Integrated miRNA–miRNA similarity

We obtained miRNA similarity by integrating the identification of phenotypic similarity between miRNA-related diseases [31] and functional identity based on the set of target genes [32].

Methods

The proposed DAESTB model includes the following three steps, which is illustrated in Figure 1. In the first step, we preprocessed the data of three matrices, namely, small molecule–small molecule similarity, miRNA–miRNA similarity and known small molecule–miRNA associations, and constructed them into a high-dimensional small molecule–miRNA association pairs feature matrix |$F_{MS}$|⁠. In detail, small molecule–miRNA association pairs consist of all small molecule and miRNA paired with each other.
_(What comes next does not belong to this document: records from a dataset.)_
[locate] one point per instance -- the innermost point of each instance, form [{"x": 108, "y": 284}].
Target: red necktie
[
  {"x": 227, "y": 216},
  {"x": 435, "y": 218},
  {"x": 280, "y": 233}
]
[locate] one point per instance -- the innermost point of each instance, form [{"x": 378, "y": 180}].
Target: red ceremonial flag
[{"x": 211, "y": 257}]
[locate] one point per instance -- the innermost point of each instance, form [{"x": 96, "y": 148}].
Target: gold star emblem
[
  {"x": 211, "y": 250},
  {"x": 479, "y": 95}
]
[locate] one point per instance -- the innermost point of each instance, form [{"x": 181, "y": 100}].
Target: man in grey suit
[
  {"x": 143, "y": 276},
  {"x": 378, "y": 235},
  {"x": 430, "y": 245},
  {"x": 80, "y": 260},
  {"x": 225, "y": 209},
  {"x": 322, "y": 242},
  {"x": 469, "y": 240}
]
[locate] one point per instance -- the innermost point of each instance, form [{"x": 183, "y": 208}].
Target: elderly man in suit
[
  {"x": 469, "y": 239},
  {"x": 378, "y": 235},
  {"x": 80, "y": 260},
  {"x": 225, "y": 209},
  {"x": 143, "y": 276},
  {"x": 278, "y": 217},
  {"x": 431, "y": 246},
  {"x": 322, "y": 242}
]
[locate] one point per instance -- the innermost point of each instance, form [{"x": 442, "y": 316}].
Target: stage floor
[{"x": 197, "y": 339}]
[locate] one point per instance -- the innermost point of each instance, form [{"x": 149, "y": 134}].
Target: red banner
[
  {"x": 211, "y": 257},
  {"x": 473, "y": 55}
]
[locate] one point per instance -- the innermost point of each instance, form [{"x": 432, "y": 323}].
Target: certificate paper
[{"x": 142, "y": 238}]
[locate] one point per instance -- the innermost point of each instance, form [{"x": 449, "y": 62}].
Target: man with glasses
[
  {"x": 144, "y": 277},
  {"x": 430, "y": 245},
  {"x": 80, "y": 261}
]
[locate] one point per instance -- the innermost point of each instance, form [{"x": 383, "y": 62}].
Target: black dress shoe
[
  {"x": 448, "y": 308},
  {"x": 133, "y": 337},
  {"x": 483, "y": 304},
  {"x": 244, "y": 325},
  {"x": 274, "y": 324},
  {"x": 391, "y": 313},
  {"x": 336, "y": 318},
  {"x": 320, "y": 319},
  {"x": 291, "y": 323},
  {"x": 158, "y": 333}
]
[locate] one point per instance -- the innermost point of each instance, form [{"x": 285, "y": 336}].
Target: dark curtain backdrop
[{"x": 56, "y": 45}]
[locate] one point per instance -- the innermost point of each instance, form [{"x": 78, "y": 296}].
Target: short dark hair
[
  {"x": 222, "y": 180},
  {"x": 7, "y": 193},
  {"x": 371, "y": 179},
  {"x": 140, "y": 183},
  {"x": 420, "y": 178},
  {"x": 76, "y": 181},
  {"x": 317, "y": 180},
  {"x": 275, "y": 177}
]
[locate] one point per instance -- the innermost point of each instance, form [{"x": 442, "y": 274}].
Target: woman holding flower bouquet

In the second step, the constructed high-dimensional feature matrix |$F_{MS}$| was processed using the deep autoencoder by reducing feature dimensionality, thus obtaining the corresponding low 128-dimensional feature representation matrix |$F_{M S}^{\prime }$|⁠. In the third step, the generated low-dimensional features were used to train an STB model to predict the potential associations between small molecule and miRNA.

Figure 1

The flowchart of DAESTB. Step 1, a high-dimensional feature matrix of small molecule–miRNA association pairs is constructed; Step 2, feature dimension of small molecule–miRNA association pairs is educed by deep autoencoder to obtain potential features of association pairs; Step 3, XGBoost is used to predict potential associations between small molecule and miRNA.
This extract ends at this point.